Le processus de création de la Grande Île d’Hawaï
La Grande Île d’Hawaï s’est construite à partir de la formation de cinq volcans-boucliers de type effusif, caractérisés par d’abondantes coulées de lave fluide :
- le Kohala, aujourd’hui éteint ;
- le Mauna Kea, endormi depuis près de 6000 ans ;
- le Hualālai, encore en activité ;
- le Mauna Loa et le Kīlauea, tous deux actifs et situés dans le Parc national des volcans d’Hawaï.
Les volcans-boucliers de Big Island, caractérisés par une forme conique et plate, ont traversé les 4 phases suivantes :
- création de l’édifice volcanique grâce une accumulation de pillow-lavas (laves en coussins) sur le fond océanique ;
- construction d’un bouclier basaltique sous-marin qui finit par atteindre le niveau de la mer en raison d’éruptions massives et fréquentes ;
- glissements de terrain importants se manifestant par des éboulements et des avalanches de débris ;
- remplissage de la caldeira (vaste dépression de forme circulaire située au sommet d’un volcan) et des flancs supérieurs par des cônes de scories.
Le Parc national des volcans d’Hawaï : un site unique classé au patrimoine mondial de l’UNESCO
Inscrit en 1987 au patrimoine mondial de l’UNESCO, le Parc national des volcans d’Hawaï couvre aujourd’hui près de 135 000 hectares.

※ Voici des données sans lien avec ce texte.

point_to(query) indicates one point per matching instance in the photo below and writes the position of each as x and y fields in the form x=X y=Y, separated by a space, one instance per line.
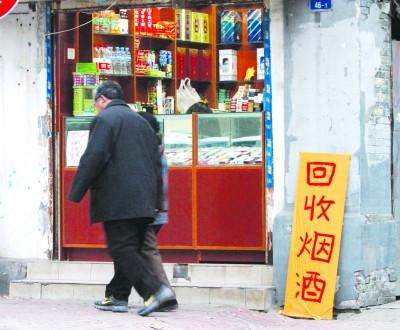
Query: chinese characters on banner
x=316 y=235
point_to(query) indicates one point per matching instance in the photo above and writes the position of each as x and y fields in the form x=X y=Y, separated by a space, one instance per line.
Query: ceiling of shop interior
x=71 y=5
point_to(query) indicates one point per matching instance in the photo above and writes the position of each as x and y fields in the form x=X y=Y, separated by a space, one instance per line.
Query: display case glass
x=229 y=139
x=177 y=138
x=76 y=138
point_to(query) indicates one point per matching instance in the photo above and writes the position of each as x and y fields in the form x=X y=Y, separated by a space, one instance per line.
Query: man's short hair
x=110 y=89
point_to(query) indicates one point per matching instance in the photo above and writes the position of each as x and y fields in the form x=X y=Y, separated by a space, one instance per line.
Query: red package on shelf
x=205 y=65
x=181 y=63
x=142 y=21
x=149 y=21
x=194 y=64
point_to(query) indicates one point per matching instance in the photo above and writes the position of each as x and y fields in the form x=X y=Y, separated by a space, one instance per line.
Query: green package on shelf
x=82 y=67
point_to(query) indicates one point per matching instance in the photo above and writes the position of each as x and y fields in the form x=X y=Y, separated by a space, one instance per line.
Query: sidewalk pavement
x=21 y=314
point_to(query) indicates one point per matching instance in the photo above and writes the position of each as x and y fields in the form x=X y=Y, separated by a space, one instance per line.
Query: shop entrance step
x=248 y=286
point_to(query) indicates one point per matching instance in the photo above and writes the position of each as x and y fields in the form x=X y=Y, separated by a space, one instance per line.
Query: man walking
x=122 y=168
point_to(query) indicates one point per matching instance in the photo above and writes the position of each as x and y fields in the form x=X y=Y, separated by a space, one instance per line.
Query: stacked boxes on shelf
x=152 y=64
x=192 y=26
x=148 y=22
x=227 y=64
x=254 y=25
x=193 y=63
x=108 y=21
x=86 y=80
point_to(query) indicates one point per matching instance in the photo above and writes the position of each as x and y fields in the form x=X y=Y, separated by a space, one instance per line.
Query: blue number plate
x=320 y=5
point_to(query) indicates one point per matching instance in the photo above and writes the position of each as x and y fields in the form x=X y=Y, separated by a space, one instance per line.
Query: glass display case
x=229 y=139
x=76 y=139
x=177 y=138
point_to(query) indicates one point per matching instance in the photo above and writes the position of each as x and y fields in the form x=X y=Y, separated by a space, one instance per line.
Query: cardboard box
x=227 y=64
x=181 y=63
x=194 y=64
x=260 y=63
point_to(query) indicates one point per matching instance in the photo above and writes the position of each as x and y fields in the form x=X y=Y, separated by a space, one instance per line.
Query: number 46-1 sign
x=320 y=5
x=6 y=6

Cet espace naturel constitue un véritable laboratoire d’observation de la formation d’une île volcanique par des mécanismes géologiques encore en cours. Les volcans emblématiques de Big Island, le Mauna Loa et le Kīlauea, figurent parmi les édifices volcaniques les plus actifs et accessibles du globe.
Le Mauna Loa : le volcan subaérien le plus haut du monde
Contrairement à ce que l’on pourrait penser, l’Everest ne constitue pas la formation géologique la plus élevée du monde. Si l’on mesure le Mauna Loa (la « Grande Montagne ») depuis la base du plancher océanique, il frôle en effet les 17 000 mètres d’altitude. Les scientifiques s’accordent donc sur le fait qu’il représente le volcan subaérien le plus élevé et le plus étendu sur Terre.
Cet édifice volcanique reste aussi l’un des plus actifs de la planète. Depuis la seconde moitié du XIXème siècle, il a connu près de 40 éruptions. La plus dévastatrice demeure sans conteste celle de 1984, qui a manqué d’ensevelir la ville de Hilo.
Le Mauna Loa présente une vaste caldeira sommitale, appelée Mokuaweoweo, flanquée de deux cratères au nord et au sud. Ce géant de feu redouté par la population de Big Island se caractérise aussi par un paysage façonné par des coulées de lave pāhoehoe (terme hawaïen), ou laves cordées.
Les randonneurs aguerris pourront gravir ses pentes et parcourir ses spectaculaires champs de lave solidifiée. Ils s’étonneront également de pouvoir traverser des zones peuplées par une végétation luxuriante avant d’accéder à un sommet fréquemment enneigé en hiver, comme celui du mont Fuji au Japon.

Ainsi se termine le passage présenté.